Do I Have to Take the 12 Steps in Order?
The 12 steps are meant to be defined and interpreted in the way that is best for you as a recovering individual. However, there are some rules concerning their order, depending on whom you ask. Call 800-839-1686Who Answers? today to discuss AA with one of our recovery experts or to find professional rehab centers that will cater to your needs.
Interpreting the 12 Steps Your Way
According to the Substance Abuse and Mental Health Services Administration, the effectiveness of AA and its 12 steps is “believed to be maximized the more a client is able to personalize the concepts expressed by the steps in her own life.” However, there are certain parts of the program that do need to be taken in order. This is why there is some confusion over whether or not one must take the 12 steps exactly as they are.

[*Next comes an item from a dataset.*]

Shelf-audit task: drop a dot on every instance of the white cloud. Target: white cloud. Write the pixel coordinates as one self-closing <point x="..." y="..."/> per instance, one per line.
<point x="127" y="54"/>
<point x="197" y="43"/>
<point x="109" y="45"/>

It is still important to interpret the 12 steps in your own way in order to create the best recovery program for your needs. In traditional rehab, patients are given a treatment program that is based on their specific situation, needs, and personal experiences in order to help them recover safely and effectively.
In many ways, the steps must be utilized in the same way, and members must be able to define for themselves how they can recover through them. Still, one particular concept is important to define.
Step One Must Occur First
Your first step must be to accept that your alcohol abuse has gotten out of your control and that you accept the fact that you require help in order to recover and end your dangerous use.
If you attempt to go through the other actions first, you may still have doubts and give up on your recovery altogether, feeling like you can control your alcohol use on your own. This is a dangerous concept to still have in your mind when entering AA.
“Acceptance, which includes the realization that drug addiction is a chronic, progressive disease over which one has no control” is necessary for a safe, strong, and rational recovery, and it must occur before any other steps can begin (National Institute on Drug Abuse). The other steps, though, can occur in different orders at some points for a very critical reason.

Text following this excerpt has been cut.